We first turn to Hamilton’s breach of contract claim. Under Texas law, the elements of a breach of contract claim are: “(1) the existence of a valid contract; (2) performance or tendered performance by the plaintiff; (3) breach of the contract by the defendant; and (4) damages to the plaintiff resulting from that breach.” Hunn v. Dan Wilson Homes, Inc., 789 F.3d 573, 579 (5th Cir.2015) (citing Foley v. Daniel, 346 S.W.3d 687, 690 (Tex.App.—El Paso 2009, no pet.)), cert. denied, — U.S. -, 136 S.Ct. 592, 193 L.Ed.2d 470 (2015). “[F]or an insurance company to be liable for a breach of its duty to satisfy a claim presented by its insured, the insured must prove that its claim falls within the insuring agreement of the policy.” Data Specialties, Inc. v. Transcontinental Ins. Co., 125 F.3d 909, 911 (5th Cir.1997).

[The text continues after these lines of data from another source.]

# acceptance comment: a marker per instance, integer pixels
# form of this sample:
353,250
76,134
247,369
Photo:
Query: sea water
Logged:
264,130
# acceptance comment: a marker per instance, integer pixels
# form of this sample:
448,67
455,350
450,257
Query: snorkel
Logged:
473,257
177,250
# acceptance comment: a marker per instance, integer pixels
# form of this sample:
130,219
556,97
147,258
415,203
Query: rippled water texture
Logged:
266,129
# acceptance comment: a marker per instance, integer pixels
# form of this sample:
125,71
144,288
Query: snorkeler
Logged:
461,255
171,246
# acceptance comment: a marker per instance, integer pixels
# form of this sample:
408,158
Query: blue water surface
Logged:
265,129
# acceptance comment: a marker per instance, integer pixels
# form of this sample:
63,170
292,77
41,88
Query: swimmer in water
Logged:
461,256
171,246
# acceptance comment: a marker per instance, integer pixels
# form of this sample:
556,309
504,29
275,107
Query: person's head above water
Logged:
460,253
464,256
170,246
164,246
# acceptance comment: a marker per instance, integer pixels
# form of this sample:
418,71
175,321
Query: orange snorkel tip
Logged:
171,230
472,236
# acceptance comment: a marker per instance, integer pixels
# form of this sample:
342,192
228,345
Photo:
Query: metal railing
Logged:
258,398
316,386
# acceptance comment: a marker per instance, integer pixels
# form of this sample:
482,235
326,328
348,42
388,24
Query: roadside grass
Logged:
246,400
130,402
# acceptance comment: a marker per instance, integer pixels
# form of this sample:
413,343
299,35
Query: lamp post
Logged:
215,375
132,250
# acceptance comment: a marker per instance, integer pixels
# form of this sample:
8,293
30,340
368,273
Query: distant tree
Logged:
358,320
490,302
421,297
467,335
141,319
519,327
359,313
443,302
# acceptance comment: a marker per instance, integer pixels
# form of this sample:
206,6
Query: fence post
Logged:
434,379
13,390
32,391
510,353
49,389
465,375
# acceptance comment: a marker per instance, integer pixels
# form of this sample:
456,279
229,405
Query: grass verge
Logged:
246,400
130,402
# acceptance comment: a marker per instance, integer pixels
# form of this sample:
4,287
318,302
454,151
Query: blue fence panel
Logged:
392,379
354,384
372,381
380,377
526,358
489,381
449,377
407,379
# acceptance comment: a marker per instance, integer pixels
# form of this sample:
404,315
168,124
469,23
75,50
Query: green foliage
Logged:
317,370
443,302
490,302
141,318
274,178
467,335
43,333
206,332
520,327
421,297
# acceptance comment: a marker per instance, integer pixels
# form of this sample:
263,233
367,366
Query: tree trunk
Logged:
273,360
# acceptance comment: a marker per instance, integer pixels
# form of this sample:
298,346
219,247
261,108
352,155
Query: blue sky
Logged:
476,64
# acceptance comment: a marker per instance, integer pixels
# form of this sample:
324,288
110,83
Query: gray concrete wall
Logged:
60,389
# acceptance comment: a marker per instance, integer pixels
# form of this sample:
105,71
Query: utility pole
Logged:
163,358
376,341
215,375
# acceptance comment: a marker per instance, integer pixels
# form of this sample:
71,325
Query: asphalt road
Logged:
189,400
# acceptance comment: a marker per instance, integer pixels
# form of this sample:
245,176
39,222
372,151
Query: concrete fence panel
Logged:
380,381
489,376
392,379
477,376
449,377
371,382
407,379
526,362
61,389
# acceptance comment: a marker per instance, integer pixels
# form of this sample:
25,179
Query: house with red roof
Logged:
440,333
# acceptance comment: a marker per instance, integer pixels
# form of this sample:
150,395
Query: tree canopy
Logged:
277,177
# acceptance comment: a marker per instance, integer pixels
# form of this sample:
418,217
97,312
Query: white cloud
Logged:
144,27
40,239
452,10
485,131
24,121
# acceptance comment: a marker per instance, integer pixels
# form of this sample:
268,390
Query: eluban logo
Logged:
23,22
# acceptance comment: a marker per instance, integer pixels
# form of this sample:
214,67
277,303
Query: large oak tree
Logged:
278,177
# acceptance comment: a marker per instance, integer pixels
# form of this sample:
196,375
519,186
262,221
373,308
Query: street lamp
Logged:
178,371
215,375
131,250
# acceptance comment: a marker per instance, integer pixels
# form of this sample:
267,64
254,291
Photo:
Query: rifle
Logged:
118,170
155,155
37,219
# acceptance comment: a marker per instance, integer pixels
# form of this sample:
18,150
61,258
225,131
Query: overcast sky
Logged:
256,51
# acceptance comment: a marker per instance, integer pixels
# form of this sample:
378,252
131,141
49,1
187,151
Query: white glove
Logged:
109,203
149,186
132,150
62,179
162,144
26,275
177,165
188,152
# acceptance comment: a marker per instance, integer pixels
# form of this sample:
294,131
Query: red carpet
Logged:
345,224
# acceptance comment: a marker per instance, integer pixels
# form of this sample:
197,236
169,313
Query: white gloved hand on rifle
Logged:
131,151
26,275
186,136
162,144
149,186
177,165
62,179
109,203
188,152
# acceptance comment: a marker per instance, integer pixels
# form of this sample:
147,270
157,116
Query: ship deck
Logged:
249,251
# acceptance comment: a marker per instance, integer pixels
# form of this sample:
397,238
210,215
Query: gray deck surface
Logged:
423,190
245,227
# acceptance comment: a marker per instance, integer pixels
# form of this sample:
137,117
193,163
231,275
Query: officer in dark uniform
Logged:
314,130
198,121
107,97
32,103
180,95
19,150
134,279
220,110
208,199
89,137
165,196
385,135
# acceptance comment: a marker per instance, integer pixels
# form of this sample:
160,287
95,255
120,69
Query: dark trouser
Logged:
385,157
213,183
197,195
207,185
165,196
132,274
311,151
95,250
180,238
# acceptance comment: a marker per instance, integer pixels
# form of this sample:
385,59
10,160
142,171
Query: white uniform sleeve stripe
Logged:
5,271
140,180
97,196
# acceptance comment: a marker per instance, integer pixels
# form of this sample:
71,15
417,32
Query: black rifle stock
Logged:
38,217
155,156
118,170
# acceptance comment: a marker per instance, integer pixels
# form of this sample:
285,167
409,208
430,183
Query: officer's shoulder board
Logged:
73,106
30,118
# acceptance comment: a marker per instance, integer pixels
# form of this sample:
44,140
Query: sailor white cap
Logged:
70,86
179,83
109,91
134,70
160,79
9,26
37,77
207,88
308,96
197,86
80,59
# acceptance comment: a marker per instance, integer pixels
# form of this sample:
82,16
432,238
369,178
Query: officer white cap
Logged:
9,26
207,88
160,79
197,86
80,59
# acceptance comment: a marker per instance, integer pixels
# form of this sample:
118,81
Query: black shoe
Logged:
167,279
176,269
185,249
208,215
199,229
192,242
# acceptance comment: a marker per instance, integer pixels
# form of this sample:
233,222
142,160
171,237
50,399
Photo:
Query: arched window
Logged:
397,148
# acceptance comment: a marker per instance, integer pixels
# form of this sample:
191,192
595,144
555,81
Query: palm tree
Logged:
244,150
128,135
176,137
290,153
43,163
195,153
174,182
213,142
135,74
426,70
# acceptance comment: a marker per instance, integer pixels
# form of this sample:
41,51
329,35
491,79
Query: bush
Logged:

The district court granted summary judgment for AIC on Hamilton’s breach of contract claim on two independent grounds. First, the district court determined that because Hamilton had failed to *440 provide “prompt notice,” as required by the policy, AIC’s duty to pay Hamilton’s claim had been discharged as a matter of law. Second, the district court concluded that Hamilton failed to establish a prima facie claim for breach of contract because Hamilton could not show that its claimed damages were covered by the policy. We address each ground in turn.'

The policy required that Hamilton provide to AIC “prompt” notice of any claim. Under Texas law, compliance with a provision in an insurance policy requiring prompt notice “is a condition precedent, the breach of which voids policy coverage.” Blanton v. Vesta Lloyds Ins. Co., 185 S.W.3d 607, 611 (Tex.App.—Dallas 2006, no pet.).